The Associated PressIowa Gov. Kim Reynolds, right, Nebraska Gov. Pete Ricketts, second right, Missouri Gov. Mike Parson, and Kansas Lt. Gov. Lynn Rogers, left, face reporters following a meeting in Council Bluffs, Iowa, Friday, April 26, 2019, with officials from the U.S. Army Corps of Engineers and the Federal Emergency Management Agency to discuss the aftermath of the recent flooding along the Missouri River. (AP Photo/Nati Harnik)
The leaders of several Midwest states hit recently by flooding along the Missouri River said Friday they’ve received assurances from the U.S. Army Corps of Engineers that the states will “have a seat at the table” when it comes to river management decisions.
“That was crystal clear when we left that table, that the states were going to have some say in how the river is managed,” said Republican Missouri Gov . Mike Parson immediately after leaving a meeting with Corps officials in the western Iowa city of Council Bluffs. Parson was joined by Iowa Gov. Kim Reynolds and Nebraska Gov. Pete Ricketts, both Republicans, and Kansas Democratic Lt. Gov. Lynn Rogers. It was the second such meeting since last month’s flooding that devastated farms and communities and ripped apart roads and bridges, causing more than an estimated $3 billion in damage.
Ricketts said the four states are considering pushing for formation of a Missouri River management group — similar to the Mississippi River Commission — that would include representatives from the states.
“We’re going to work together and pull together as four states … to be able to change the way the river is controlled,” he said.
The Mississippi River Commission was formed 140 years ago to recommend policy regarding flood control, navigation and environmental projects on the Mississippi River. Its membership consists of three Corps officers, a member of the National Oceanic and Atmospheric Administration and three civilians, two of whom must be civil engineers. The U.S. president appoints the commission’s members.
“We along the Missouri River don’t have that,” Ricketts said. “I think it’s something we should look at.”
The state leaders also received an update Friday from the Corps on the progress of repairing the largest levee breaches along the river, most of which occurred in southwestern Iowa. Reynolds said repair contracts for three of the four largest breaches have already been awarded and that some of the repairs could be finished as early as July.

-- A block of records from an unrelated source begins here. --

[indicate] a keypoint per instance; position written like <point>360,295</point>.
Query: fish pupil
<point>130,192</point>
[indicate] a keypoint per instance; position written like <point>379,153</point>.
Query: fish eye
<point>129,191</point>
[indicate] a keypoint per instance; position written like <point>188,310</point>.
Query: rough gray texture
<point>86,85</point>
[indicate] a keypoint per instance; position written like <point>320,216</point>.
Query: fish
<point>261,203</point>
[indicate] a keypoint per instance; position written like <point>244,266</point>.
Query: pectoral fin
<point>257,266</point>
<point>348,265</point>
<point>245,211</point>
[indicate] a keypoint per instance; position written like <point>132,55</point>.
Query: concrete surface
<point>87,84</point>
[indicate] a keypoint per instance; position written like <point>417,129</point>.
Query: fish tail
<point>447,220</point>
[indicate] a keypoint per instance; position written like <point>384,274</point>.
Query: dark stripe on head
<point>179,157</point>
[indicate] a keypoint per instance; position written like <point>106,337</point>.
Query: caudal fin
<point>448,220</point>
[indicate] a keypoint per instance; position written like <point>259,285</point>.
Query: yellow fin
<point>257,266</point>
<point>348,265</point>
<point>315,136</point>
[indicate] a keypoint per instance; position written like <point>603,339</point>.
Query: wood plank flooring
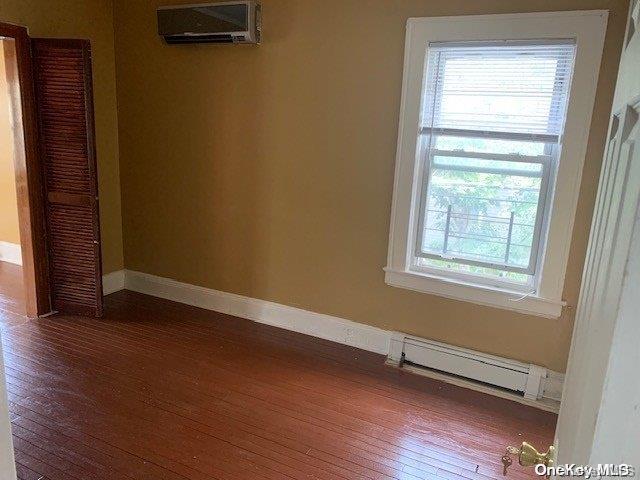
<point>161,391</point>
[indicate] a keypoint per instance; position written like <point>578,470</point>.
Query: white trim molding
<point>480,294</point>
<point>544,298</point>
<point>113,282</point>
<point>10,253</point>
<point>543,387</point>
<point>315,324</point>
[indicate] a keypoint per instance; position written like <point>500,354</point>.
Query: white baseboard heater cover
<point>524,378</point>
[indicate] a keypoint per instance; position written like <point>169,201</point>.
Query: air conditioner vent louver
<point>222,22</point>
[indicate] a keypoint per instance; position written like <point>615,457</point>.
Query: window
<point>492,117</point>
<point>490,152</point>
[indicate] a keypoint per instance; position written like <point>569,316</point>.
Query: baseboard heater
<point>521,378</point>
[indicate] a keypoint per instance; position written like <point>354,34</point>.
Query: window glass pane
<point>488,145</point>
<point>514,277</point>
<point>499,87</point>
<point>484,164</point>
<point>480,216</point>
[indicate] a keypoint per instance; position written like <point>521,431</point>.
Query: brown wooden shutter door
<point>62,75</point>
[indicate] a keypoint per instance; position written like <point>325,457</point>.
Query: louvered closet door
<point>62,71</point>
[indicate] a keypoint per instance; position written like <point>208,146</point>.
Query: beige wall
<point>267,171</point>
<point>9,228</point>
<point>93,20</point>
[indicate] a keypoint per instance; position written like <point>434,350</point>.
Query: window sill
<point>474,293</point>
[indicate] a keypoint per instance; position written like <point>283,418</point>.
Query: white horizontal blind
<point>511,87</point>
<point>493,114</point>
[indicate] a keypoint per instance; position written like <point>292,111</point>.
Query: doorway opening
<point>23,274</point>
<point>12,288</point>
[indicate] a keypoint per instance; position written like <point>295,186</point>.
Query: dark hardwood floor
<point>158,390</point>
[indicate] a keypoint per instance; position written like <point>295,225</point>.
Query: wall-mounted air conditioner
<point>222,22</point>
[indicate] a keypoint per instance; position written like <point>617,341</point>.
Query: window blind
<point>507,87</point>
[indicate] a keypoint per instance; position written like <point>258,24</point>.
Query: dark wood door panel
<point>65,113</point>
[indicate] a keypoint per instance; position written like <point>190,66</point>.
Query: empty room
<point>304,239</point>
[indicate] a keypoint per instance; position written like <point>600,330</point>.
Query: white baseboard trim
<point>290,318</point>
<point>319,325</point>
<point>10,253</point>
<point>113,282</point>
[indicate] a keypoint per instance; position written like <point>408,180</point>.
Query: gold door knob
<point>529,456</point>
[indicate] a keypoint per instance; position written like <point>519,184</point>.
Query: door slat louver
<point>65,113</point>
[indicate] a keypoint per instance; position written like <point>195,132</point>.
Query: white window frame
<point>588,29</point>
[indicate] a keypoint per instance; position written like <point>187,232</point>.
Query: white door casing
<point>599,419</point>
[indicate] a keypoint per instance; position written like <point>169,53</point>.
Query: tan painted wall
<point>93,20</point>
<point>9,227</point>
<point>268,171</point>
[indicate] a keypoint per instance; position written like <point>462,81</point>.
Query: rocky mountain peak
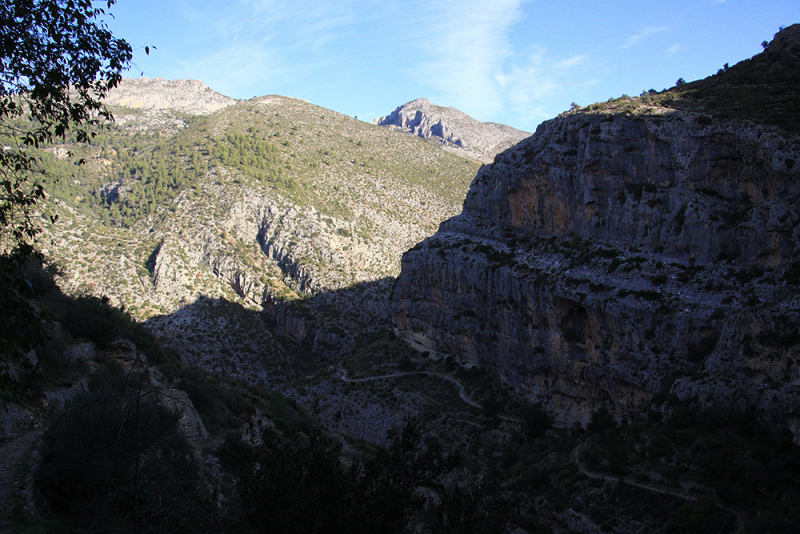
<point>187,96</point>
<point>457,131</point>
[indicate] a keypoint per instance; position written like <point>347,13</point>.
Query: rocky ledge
<point>621,259</point>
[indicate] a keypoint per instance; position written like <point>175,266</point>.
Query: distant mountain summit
<point>457,131</point>
<point>187,96</point>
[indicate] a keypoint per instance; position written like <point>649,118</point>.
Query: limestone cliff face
<point>616,258</point>
<point>457,131</point>
<point>187,96</point>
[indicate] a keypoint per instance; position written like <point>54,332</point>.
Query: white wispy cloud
<point>569,62</point>
<point>462,44</point>
<point>633,40</point>
<point>532,84</point>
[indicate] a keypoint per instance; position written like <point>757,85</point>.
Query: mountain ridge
<point>601,263</point>
<point>455,130</point>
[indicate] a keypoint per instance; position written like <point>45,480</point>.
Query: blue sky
<point>515,62</point>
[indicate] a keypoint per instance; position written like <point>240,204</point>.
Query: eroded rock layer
<point>617,258</point>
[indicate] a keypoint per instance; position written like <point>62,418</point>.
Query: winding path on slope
<point>341,374</point>
<point>575,456</point>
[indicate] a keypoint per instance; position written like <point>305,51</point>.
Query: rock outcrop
<point>457,131</point>
<point>186,96</point>
<point>618,258</point>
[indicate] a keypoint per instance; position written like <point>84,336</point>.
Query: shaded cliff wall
<point>621,259</point>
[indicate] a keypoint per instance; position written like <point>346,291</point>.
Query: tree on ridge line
<point>58,60</point>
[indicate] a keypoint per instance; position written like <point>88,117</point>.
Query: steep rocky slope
<point>625,253</point>
<point>264,203</point>
<point>188,96</point>
<point>455,130</point>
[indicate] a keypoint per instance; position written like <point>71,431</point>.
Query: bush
<point>114,458</point>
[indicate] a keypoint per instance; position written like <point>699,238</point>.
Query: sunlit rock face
<point>619,258</point>
<point>455,130</point>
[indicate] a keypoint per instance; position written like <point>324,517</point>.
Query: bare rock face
<point>187,96</point>
<point>457,131</point>
<point>617,259</point>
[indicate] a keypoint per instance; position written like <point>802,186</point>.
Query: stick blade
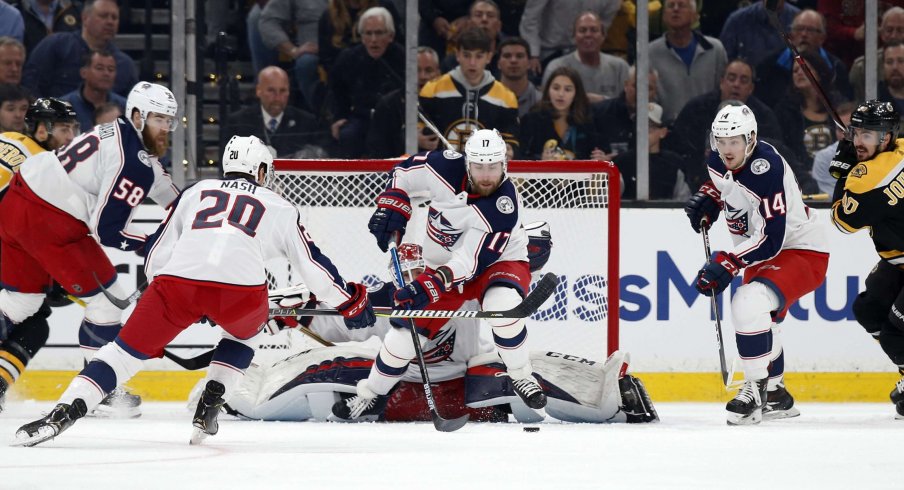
<point>449,425</point>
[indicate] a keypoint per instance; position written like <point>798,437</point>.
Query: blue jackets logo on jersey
<point>736,220</point>
<point>441,231</point>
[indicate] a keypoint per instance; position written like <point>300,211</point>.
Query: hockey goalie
<point>468,375</point>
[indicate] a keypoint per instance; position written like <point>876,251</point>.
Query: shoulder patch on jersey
<point>759,166</point>
<point>505,205</point>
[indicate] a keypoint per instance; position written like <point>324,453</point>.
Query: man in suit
<point>287,129</point>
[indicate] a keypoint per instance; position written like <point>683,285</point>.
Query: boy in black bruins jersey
<point>468,98</point>
<point>869,166</point>
<point>49,124</point>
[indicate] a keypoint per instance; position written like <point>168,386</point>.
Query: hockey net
<point>580,201</point>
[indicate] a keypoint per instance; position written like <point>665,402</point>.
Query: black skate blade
<point>449,425</point>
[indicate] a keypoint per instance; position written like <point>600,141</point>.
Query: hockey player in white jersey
<point>61,207</point>
<point>777,242</point>
<point>461,360</point>
<point>476,248</point>
<point>207,259</point>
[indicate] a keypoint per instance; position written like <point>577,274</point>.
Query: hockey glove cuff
<point>391,217</point>
<point>425,289</point>
<point>715,276</point>
<point>358,311</point>
<point>704,206</point>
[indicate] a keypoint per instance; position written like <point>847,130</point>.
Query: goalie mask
<point>734,120</point>
<point>148,97</point>
<point>245,155</point>
<point>539,244</point>
<point>411,261</point>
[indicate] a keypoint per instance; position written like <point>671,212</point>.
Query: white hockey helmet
<point>245,155</point>
<point>486,146</point>
<point>149,97</point>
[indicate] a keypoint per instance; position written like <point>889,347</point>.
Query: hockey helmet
<point>149,97</point>
<point>539,244</point>
<point>878,116</point>
<point>48,110</point>
<point>245,155</point>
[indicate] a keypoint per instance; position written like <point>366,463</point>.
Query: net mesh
<point>336,203</point>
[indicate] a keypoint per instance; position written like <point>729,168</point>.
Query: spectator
<point>44,17</point>
<point>386,136</point>
<point>362,74</point>
<point>282,17</point>
<point>468,98</point>
<point>749,35</point>
<point>808,33</point>
<point>891,88</point>
<point>667,177</point>
<point>806,125</point>
<point>890,30</point>
<point>614,118</point>
<point>514,55</point>
<point>545,25</point>
<point>603,74</point>
<point>688,62</point>
<point>52,69</point>
<point>284,128</point>
<point>690,131</point>
<point>13,106</point>
<point>98,73</point>
<point>560,126</point>
<point>823,157</point>
<point>12,57</point>
<point>11,23</point>
<point>107,113</point>
<point>336,28</point>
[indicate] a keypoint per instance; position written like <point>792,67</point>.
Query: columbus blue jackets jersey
<point>763,207</point>
<point>464,232</point>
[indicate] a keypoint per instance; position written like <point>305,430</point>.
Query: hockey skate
<point>205,419</point>
<point>118,404</point>
<point>366,406</point>
<point>747,406</point>
<point>779,404</point>
<point>53,424</point>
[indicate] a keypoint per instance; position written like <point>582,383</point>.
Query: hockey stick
<point>726,379</point>
<point>441,424</point>
<point>771,7</point>
<point>542,291</point>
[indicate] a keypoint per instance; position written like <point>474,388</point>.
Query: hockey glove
<point>391,217</point>
<point>844,160</point>
<point>358,311</point>
<point>704,206</point>
<point>715,276</point>
<point>424,289</point>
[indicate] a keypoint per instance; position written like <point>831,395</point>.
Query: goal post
<point>579,200</point>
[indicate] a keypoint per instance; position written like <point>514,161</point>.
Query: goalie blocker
<point>305,387</point>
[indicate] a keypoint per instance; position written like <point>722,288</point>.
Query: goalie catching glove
<point>717,275</point>
<point>704,206</point>
<point>391,217</point>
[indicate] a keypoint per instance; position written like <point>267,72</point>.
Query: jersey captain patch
<point>759,166</point>
<point>505,205</point>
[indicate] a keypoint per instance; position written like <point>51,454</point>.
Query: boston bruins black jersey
<point>873,198</point>
<point>458,111</point>
<point>14,149</point>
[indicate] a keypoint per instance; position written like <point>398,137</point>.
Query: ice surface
<point>830,446</point>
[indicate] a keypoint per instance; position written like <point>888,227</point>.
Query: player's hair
<point>579,112</point>
<point>376,12</point>
<point>475,39</point>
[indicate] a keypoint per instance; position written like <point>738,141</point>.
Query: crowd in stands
<point>556,77</point>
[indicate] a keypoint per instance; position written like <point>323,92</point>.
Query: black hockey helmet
<point>50,111</point>
<point>877,115</point>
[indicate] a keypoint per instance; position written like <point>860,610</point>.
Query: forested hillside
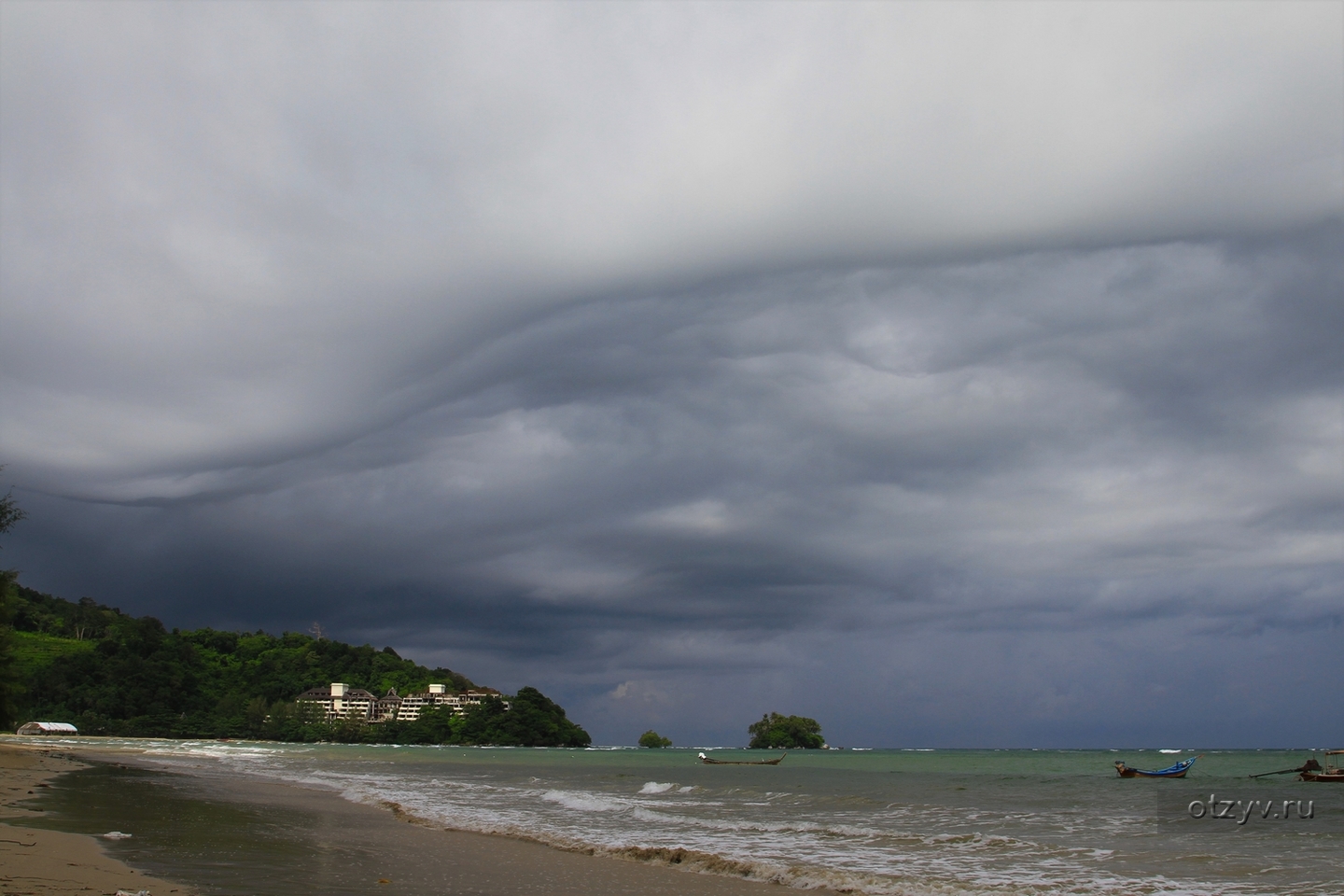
<point>110,673</point>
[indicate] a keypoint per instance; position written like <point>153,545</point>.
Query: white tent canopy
<point>48,728</point>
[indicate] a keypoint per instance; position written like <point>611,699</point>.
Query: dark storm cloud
<point>882,357</point>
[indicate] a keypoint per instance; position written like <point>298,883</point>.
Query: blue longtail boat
<point>1175,771</point>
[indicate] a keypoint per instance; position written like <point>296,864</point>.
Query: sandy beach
<point>324,846</point>
<point>36,862</point>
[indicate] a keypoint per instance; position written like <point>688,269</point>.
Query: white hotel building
<point>342,702</point>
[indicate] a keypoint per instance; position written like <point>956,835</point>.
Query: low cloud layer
<point>959,375</point>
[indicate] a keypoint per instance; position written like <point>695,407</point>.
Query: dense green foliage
<point>785,733</point>
<point>653,740</point>
<point>110,673</point>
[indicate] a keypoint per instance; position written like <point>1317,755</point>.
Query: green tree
<point>653,740</point>
<point>785,733</point>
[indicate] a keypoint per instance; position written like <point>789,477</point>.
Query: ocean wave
<point>655,788</point>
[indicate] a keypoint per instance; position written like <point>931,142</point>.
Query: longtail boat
<point>1331,773</point>
<point>1175,771</point>
<point>732,762</point>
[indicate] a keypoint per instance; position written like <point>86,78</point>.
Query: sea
<point>861,821</point>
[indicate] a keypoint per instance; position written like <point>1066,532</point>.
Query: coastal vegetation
<point>655,740</point>
<point>785,733</point>
<point>110,673</point>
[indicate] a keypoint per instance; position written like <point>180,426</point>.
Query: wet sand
<point>229,834</point>
<point>36,862</point>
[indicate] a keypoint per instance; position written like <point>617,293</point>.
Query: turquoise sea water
<point>882,821</point>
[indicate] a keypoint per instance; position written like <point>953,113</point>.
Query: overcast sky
<point>956,373</point>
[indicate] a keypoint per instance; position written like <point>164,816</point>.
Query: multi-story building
<point>343,702</point>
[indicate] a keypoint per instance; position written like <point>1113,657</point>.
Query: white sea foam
<point>655,788</point>
<point>892,834</point>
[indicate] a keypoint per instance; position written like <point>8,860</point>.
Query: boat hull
<point>729,762</point>
<point>1175,771</point>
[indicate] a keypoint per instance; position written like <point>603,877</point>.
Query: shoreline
<point>35,861</point>
<point>364,847</point>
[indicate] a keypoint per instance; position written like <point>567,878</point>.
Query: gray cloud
<point>874,359</point>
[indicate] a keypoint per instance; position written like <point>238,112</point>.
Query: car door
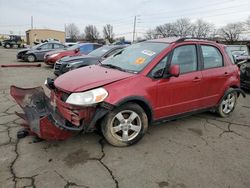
<point>43,50</point>
<point>176,95</point>
<point>58,46</point>
<point>214,73</point>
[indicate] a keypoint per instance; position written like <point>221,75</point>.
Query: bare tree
<point>166,30</point>
<point>108,33</point>
<point>72,32</point>
<point>91,33</point>
<point>150,34</point>
<point>247,23</point>
<point>202,29</point>
<point>231,32</point>
<point>182,27</point>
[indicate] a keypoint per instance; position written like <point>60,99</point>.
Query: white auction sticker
<point>148,52</point>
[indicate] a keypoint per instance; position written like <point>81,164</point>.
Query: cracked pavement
<point>198,151</point>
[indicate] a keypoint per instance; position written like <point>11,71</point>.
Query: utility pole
<point>135,21</point>
<point>31,22</point>
<point>134,29</point>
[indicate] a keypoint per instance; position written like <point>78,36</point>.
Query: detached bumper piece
<point>40,118</point>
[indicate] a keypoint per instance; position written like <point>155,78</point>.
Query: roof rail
<point>196,38</point>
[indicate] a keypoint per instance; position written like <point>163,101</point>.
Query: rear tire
<point>125,125</point>
<point>31,58</point>
<point>7,45</point>
<point>228,103</point>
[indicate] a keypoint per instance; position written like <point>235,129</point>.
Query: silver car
<point>36,53</point>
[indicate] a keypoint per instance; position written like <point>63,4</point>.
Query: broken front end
<point>52,118</point>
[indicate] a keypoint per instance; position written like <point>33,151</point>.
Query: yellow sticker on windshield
<point>140,60</point>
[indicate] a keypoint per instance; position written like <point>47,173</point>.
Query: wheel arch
<point>30,54</point>
<point>238,90</point>
<point>142,102</point>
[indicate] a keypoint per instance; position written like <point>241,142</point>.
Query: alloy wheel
<point>126,125</point>
<point>228,103</point>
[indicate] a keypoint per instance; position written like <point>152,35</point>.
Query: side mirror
<point>77,50</point>
<point>174,70</point>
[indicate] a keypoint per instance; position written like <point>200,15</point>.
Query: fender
<point>231,90</point>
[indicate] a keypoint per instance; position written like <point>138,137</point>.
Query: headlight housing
<point>87,98</point>
<point>54,55</point>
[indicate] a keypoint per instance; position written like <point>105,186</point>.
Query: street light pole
<point>134,29</point>
<point>31,22</point>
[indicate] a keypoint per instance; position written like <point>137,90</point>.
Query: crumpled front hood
<point>74,58</point>
<point>89,77</point>
<point>24,50</point>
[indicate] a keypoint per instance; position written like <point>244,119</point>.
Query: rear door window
<point>58,46</point>
<point>86,48</point>
<point>46,46</point>
<point>212,57</point>
<point>186,57</point>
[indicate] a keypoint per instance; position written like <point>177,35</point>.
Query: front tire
<point>31,58</point>
<point>7,45</point>
<point>228,103</point>
<point>125,125</point>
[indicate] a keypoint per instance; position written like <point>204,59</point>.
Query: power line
<point>202,11</point>
<point>181,16</point>
<point>163,11</point>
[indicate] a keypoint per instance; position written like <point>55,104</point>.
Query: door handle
<point>196,79</point>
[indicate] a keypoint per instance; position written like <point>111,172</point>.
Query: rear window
<point>230,54</point>
<point>212,57</point>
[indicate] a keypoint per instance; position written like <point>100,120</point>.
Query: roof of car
<point>179,39</point>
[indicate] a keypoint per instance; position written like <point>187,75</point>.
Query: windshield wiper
<point>113,67</point>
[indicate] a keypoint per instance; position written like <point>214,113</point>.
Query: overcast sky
<point>15,15</point>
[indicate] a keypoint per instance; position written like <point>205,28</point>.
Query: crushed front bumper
<point>51,118</point>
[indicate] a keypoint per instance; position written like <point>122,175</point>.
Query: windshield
<point>36,46</point>
<point>135,57</point>
<point>100,51</point>
<point>73,47</point>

The Corps announced Friday that it awarded a $6 million contract to repair a 1,200-foot breach on the levee south of Highway 34 in Mills County, Iowa. The initial repair will provide flood protection to areas behind the levee, including work to repair Highway 34 and Interstate 29, both of which were heavily damaged by the flooding and remain closed.
The Corps expects that repair to be finished within 45 days of the work beginning.